The purpose of this research article is to investigate the impact of magnetic dipole on the flow of nano-fluids over the stretching surface with variable viscosity and thermal conductivity. Fluid fills the porous space. Heat transfer analysis is carried out in the presence of Newtonian heating. Water and ethylene glycol are used as base fluid while gamma alumina acts as a nanoparticle. System of ordinary differential equations is obtained by appropriate transformations. Numerical solutions are computed for the resulting nonlinear differential system by applying shooting method with RK-4 scheme. Impact of different parameters on the velocity and temperature profiles is examined. Computations for surface drag force and heat transfer rates are presented and examined for the influences of pertinent parameters.

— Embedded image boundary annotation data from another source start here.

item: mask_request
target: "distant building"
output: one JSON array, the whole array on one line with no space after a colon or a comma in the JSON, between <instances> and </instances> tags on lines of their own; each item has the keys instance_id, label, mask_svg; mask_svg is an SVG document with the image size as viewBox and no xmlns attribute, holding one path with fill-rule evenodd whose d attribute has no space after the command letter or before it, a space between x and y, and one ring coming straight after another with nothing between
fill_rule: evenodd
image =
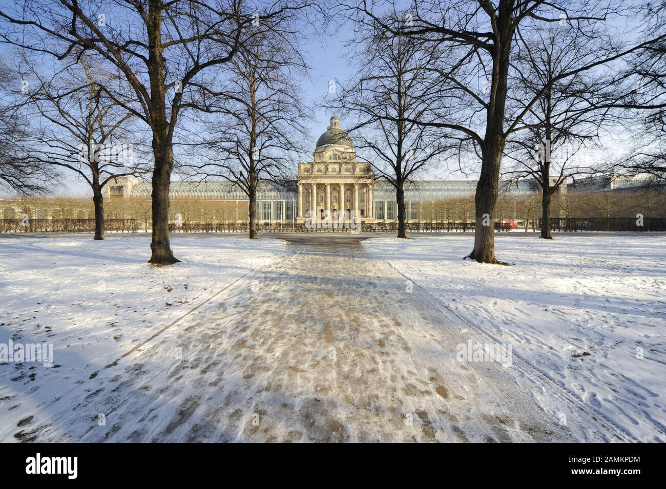
<instances>
[{"instance_id":1,"label":"distant building","mask_svg":"<svg viewBox=\"0 0 666 489\"><path fill-rule=\"evenodd\" d=\"M262 182L257 194L257 219L268 223L303 223L307 216L329 211L343 212L348 218L368 223L390 222L398 219L395 189L388 182L375 181L372 166L356 158L351 138L334 115L330 125L317 140L312 161L298 163L296 180L282 185ZM423 209L428 203L470 198L476 182L470 180L420 180L406 186L405 204L410 222L424 220ZM105 198L149 198L149 182L132 177L115 179L105 188ZM509 185L502 192L527 194L533 185L524 180ZM245 202L247 196L237 186L223 181L174 181L169 198Z\"/></svg>"}]
</instances>

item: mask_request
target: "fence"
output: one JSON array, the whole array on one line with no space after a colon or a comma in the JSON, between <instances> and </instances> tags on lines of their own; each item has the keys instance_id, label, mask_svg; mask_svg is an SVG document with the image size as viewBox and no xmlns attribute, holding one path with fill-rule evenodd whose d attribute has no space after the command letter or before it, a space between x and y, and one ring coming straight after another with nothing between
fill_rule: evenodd
<instances>
[{"instance_id":1,"label":"fence","mask_svg":"<svg viewBox=\"0 0 666 489\"><path fill-rule=\"evenodd\" d=\"M137 232L134 219L105 219L105 232ZM86 233L95 231L94 219L0 219L0 233Z\"/></svg>"},{"instance_id":2,"label":"fence","mask_svg":"<svg viewBox=\"0 0 666 489\"><path fill-rule=\"evenodd\" d=\"M406 224L407 231L442 232L444 231L466 232L474 230L474 222L449 222L446 221L432 221L426 222L408 222ZM500 230L498 224L496 228ZM179 225L169 224L169 231L175 233L242 233L248 232L249 224L241 223L208 223L184 222ZM258 232L344 232L350 231L345 229L322 229L316 226L308 229L304 224L294 223L258 222L256 230ZM361 231L364 232L398 232L397 222L366 223L361 222Z\"/></svg>"},{"instance_id":3,"label":"fence","mask_svg":"<svg viewBox=\"0 0 666 489\"><path fill-rule=\"evenodd\" d=\"M551 231L666 231L664 218L643 218L643 226L635 218L550 218L548 224Z\"/></svg>"}]
</instances>

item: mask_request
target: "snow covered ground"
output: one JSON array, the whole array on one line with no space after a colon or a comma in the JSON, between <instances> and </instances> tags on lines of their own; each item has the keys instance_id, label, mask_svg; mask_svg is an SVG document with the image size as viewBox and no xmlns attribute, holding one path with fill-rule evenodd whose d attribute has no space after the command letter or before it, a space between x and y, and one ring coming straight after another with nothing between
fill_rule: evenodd
<instances>
[{"instance_id":1,"label":"snow covered ground","mask_svg":"<svg viewBox=\"0 0 666 489\"><path fill-rule=\"evenodd\" d=\"M16 441L17 425L29 426L25 419L51 396L65 395L284 246L176 236L182 263L157 267L146 263L148 235L0 237L0 343L51 343L54 364L0 363L0 440ZM21 395L40 388L39 396Z\"/></svg>"},{"instance_id":2,"label":"snow covered ground","mask_svg":"<svg viewBox=\"0 0 666 489\"><path fill-rule=\"evenodd\" d=\"M0 237L0 441L666 441L666 237L376 236Z\"/></svg>"},{"instance_id":3,"label":"snow covered ground","mask_svg":"<svg viewBox=\"0 0 666 489\"><path fill-rule=\"evenodd\" d=\"M510 344L506 371L577 438L610 426L666 441L666 236L555 238L498 236L511 267L462 260L473 235L363 244L471 331Z\"/></svg>"}]
</instances>

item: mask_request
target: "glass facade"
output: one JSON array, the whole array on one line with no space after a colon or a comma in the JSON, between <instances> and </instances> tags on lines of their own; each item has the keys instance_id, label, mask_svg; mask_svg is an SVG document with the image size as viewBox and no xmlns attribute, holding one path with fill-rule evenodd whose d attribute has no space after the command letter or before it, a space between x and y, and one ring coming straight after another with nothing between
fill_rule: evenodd
<instances>
[{"instance_id":1,"label":"glass facade","mask_svg":"<svg viewBox=\"0 0 666 489\"><path fill-rule=\"evenodd\" d=\"M296 181L285 182L282 186L272 182L262 182L257 191L257 220L262 223L295 222L298 205L298 192L296 184ZM303 188L304 216L310 208L309 186L305 185ZM502 193L509 194L533 192L531 184L528 182L520 182L517 184L514 183L511 185L500 182L500 189ZM431 203L448 199L473 198L476 190L476 182L468 180L424 180L406 185L405 206L407 218L410 220L432 219ZM132 188L131 196L149 199L151 191L150 182L140 182ZM366 195L363 192L359 192L360 204L366 201ZM323 202L325 198L323 194L316 196ZM247 196L240 187L227 182L172 182L169 198L172 202L185 199L236 201L236 220L245 220L243 216L246 216L246 211L243 209L243 205L246 205ZM338 192L332 192L331 200L332 204L335 204L334 206L346 209L352 204L352 196L349 192L344 192L342 196L338 195ZM390 184L378 181L373 184L372 217L380 221L397 220L396 190ZM228 219L228 217L226 218Z\"/></svg>"}]
</instances>

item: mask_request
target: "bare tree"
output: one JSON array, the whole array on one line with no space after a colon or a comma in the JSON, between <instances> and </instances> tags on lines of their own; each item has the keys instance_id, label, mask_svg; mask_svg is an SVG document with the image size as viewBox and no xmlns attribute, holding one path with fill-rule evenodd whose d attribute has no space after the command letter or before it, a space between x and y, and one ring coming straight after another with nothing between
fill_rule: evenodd
<instances>
[{"instance_id":1,"label":"bare tree","mask_svg":"<svg viewBox=\"0 0 666 489\"><path fill-rule=\"evenodd\" d=\"M4 42L59 59L83 49L127 80L137 102L128 104L126 94L117 94L115 101L152 132L149 263L179 261L169 244L168 191L181 113L200 107L194 95L212 86L206 78L210 70L233 59L242 31L278 30L302 4L256 0L244 7L242 0L127 0L112 6L100 0L26 0L15 14L0 10Z\"/></svg>"},{"instance_id":2,"label":"bare tree","mask_svg":"<svg viewBox=\"0 0 666 489\"><path fill-rule=\"evenodd\" d=\"M208 107L218 114L208 124L202 165L181 168L204 178L222 178L248 196L250 239L257 238L256 196L262 182L284 186L294 155L304 152L308 116L298 82L307 65L298 32L282 29L243 40L224 70L224 90ZM284 212L285 210L282 210Z\"/></svg>"},{"instance_id":3,"label":"bare tree","mask_svg":"<svg viewBox=\"0 0 666 489\"><path fill-rule=\"evenodd\" d=\"M610 108L596 108L614 96L615 90L609 88L613 86L610 76L580 72L559 78L591 58L603 56L596 44L589 43L590 34L583 35L566 23L550 24L524 36L518 33L507 112L523 112L525 100L541 96L507 140L505 154L515 164L503 174L531 178L538 184L541 237L547 240L553 239L548 225L553 196L563 186L565 188L571 178L595 171L581 155L599 144L602 125L613 118Z\"/></svg>"},{"instance_id":4,"label":"bare tree","mask_svg":"<svg viewBox=\"0 0 666 489\"><path fill-rule=\"evenodd\" d=\"M639 7L641 35L651 40L628 60L618 76L624 96L613 104L629 109L635 144L606 171L648 175L654 182L666 181L666 1L646 2Z\"/></svg>"},{"instance_id":5,"label":"bare tree","mask_svg":"<svg viewBox=\"0 0 666 489\"><path fill-rule=\"evenodd\" d=\"M502 155L509 136L523 117L550 86L526 100L523 111L508 120L507 100L511 56L519 29L530 29L542 23L569 23L588 31L607 21L615 13L610 2L549 2L545 0L414 0L410 23L387 23L374 13L388 5L394 11L396 0L368 3L364 0L340 0L341 11L357 23L378 22L392 35L431 39L443 45L445 56L438 63L448 82L442 93L450 113L428 125L458 131L477 152L481 170L476 195L476 229L474 247L469 257L483 263L500 263L495 256L492 216L499 191ZM402 3L401 3L401 5ZM376 7L373 7L376 6ZM593 44L597 39L590 36ZM593 69L637 51L646 43L606 47L607 53L589 60L584 66L565 71L552 82Z\"/></svg>"},{"instance_id":6,"label":"bare tree","mask_svg":"<svg viewBox=\"0 0 666 489\"><path fill-rule=\"evenodd\" d=\"M359 70L326 104L354 121L348 132L357 150L370 151L376 178L395 189L398 238L406 238L405 186L448 146L441 129L418 124L440 117L442 81L431 68L441 53L436 44L384 29L400 15L360 26L352 42Z\"/></svg>"},{"instance_id":7,"label":"bare tree","mask_svg":"<svg viewBox=\"0 0 666 489\"><path fill-rule=\"evenodd\" d=\"M32 128L11 87L23 88L15 72L0 60L0 189L22 195L43 193L56 176L47 171L28 142ZM25 90L25 88L24 88Z\"/></svg>"},{"instance_id":8,"label":"bare tree","mask_svg":"<svg viewBox=\"0 0 666 489\"><path fill-rule=\"evenodd\" d=\"M146 165L139 157L141 142L133 114L105 88L120 81L98 75L89 57L57 63L55 74L48 77L27 60L19 69L28 86L23 99L28 116L41 122L31 135L32 146L45 164L75 172L91 188L93 239L103 240L103 187L113 178L145 172Z\"/></svg>"}]
</instances>

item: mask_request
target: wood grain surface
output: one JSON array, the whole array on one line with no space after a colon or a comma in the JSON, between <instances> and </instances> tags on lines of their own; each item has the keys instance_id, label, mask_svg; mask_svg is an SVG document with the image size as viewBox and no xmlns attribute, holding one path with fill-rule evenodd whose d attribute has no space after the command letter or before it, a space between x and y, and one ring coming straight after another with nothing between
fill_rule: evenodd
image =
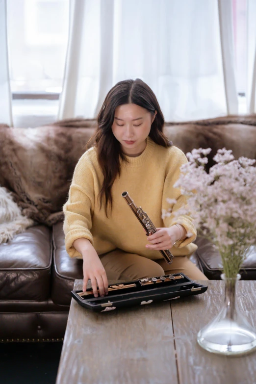
<instances>
[{"instance_id":1,"label":"wood grain surface","mask_svg":"<svg viewBox=\"0 0 256 384\"><path fill-rule=\"evenodd\" d=\"M56 384L126 383L178 384L170 302L96 313L72 299Z\"/></svg>"},{"instance_id":2,"label":"wood grain surface","mask_svg":"<svg viewBox=\"0 0 256 384\"><path fill-rule=\"evenodd\" d=\"M219 313L224 299L224 282L211 280L202 295L171 303L179 384L255 384L256 352L240 357L205 351L197 334ZM256 281L237 284L237 304L251 325L256 327Z\"/></svg>"}]
</instances>

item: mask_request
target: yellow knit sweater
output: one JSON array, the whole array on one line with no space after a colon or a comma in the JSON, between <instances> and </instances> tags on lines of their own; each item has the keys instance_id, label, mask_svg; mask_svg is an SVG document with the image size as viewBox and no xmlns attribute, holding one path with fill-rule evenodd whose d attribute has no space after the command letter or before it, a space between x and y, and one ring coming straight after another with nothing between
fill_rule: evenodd
<instances>
[{"instance_id":1,"label":"yellow knit sweater","mask_svg":"<svg viewBox=\"0 0 256 384\"><path fill-rule=\"evenodd\" d=\"M105 215L104 204L100 210L97 197L103 177L92 147L80 157L75 169L69 198L63 207L64 231L67 252L71 257L81 257L73 246L80 237L88 239L98 255L119 248L154 259L162 257L159 251L149 250L147 237L141 224L131 211L122 193L127 191L137 206L141 206L156 228L182 224L193 236L180 240L170 249L174 256L189 256L197 249L192 243L196 231L188 216L175 218L173 214L161 218L170 205L166 199L175 199L173 211L186 204L179 189L173 184L179 178L180 166L187 162L176 147L158 145L149 136L143 152L137 157L127 156L129 163L121 160L121 173L112 187L112 213ZM104 203L104 200L102 201ZM181 221L182 222L180 222Z\"/></svg>"}]
</instances>

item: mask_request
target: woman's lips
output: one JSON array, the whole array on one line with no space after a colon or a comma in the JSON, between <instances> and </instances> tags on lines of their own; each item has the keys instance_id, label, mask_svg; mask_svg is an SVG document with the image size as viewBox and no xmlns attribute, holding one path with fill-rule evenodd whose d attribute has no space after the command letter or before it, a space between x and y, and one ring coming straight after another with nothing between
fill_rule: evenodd
<instances>
[{"instance_id":1,"label":"woman's lips","mask_svg":"<svg viewBox=\"0 0 256 384\"><path fill-rule=\"evenodd\" d=\"M124 140L125 143L126 143L127 144L133 144L135 141L136 140L134 140L134 141L127 141L126 140Z\"/></svg>"}]
</instances>

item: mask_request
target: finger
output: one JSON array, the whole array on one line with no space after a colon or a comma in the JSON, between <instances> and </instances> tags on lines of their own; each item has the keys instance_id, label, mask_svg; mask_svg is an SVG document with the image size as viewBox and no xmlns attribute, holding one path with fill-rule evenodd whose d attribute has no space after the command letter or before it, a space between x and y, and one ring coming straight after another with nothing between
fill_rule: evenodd
<instances>
[{"instance_id":1,"label":"finger","mask_svg":"<svg viewBox=\"0 0 256 384\"><path fill-rule=\"evenodd\" d=\"M83 282L83 292L85 292L87 288L88 277L84 276Z\"/></svg>"},{"instance_id":2,"label":"finger","mask_svg":"<svg viewBox=\"0 0 256 384\"><path fill-rule=\"evenodd\" d=\"M91 283L92 284L92 288L93 289L93 294L94 295L94 297L98 297L99 295L97 290L97 284L96 283L96 279L95 279L95 277L94 276L91 276L91 277L90 277L90 279L91 279Z\"/></svg>"},{"instance_id":3,"label":"finger","mask_svg":"<svg viewBox=\"0 0 256 384\"><path fill-rule=\"evenodd\" d=\"M157 230L157 232L155 232L154 233L150 235L149 236L149 238L150 240L157 239L158 237L159 237L161 236L163 236L164 234L164 232L161 230L162 229L162 228L160 228L159 230Z\"/></svg>"},{"instance_id":4,"label":"finger","mask_svg":"<svg viewBox=\"0 0 256 384\"><path fill-rule=\"evenodd\" d=\"M99 287L99 291L100 292L100 296L101 297L103 297L105 296L105 292L104 289L104 285L103 284L103 280L101 275L99 275L96 276L96 279L98 283L98 286Z\"/></svg>"},{"instance_id":5,"label":"finger","mask_svg":"<svg viewBox=\"0 0 256 384\"><path fill-rule=\"evenodd\" d=\"M107 281L106 273L103 273L102 277L102 280L103 280L103 284L104 285L104 289L105 290L105 294L107 295L108 294L108 282Z\"/></svg>"}]
</instances>

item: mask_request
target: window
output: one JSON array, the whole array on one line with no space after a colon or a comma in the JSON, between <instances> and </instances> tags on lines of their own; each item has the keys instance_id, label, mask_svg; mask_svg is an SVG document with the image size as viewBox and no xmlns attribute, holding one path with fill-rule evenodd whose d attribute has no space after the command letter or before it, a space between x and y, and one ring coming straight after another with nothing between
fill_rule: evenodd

It is observed that fluid velocity reduces for larger viscosity parameter while opposite behavior is observed for temperature. Increasing values of ferro hydrodynamic interaction parameter and Curie temperature correspond to the enhancement in temperature. Surface drag force increases for larger values of nanoparticles volume fraction. Gamma alumina-ethylene glycol nano-fluid produce less surface drag force than gamma alumina-water nano-fluid. Heat transfer rate is increasing function of Prandtl number.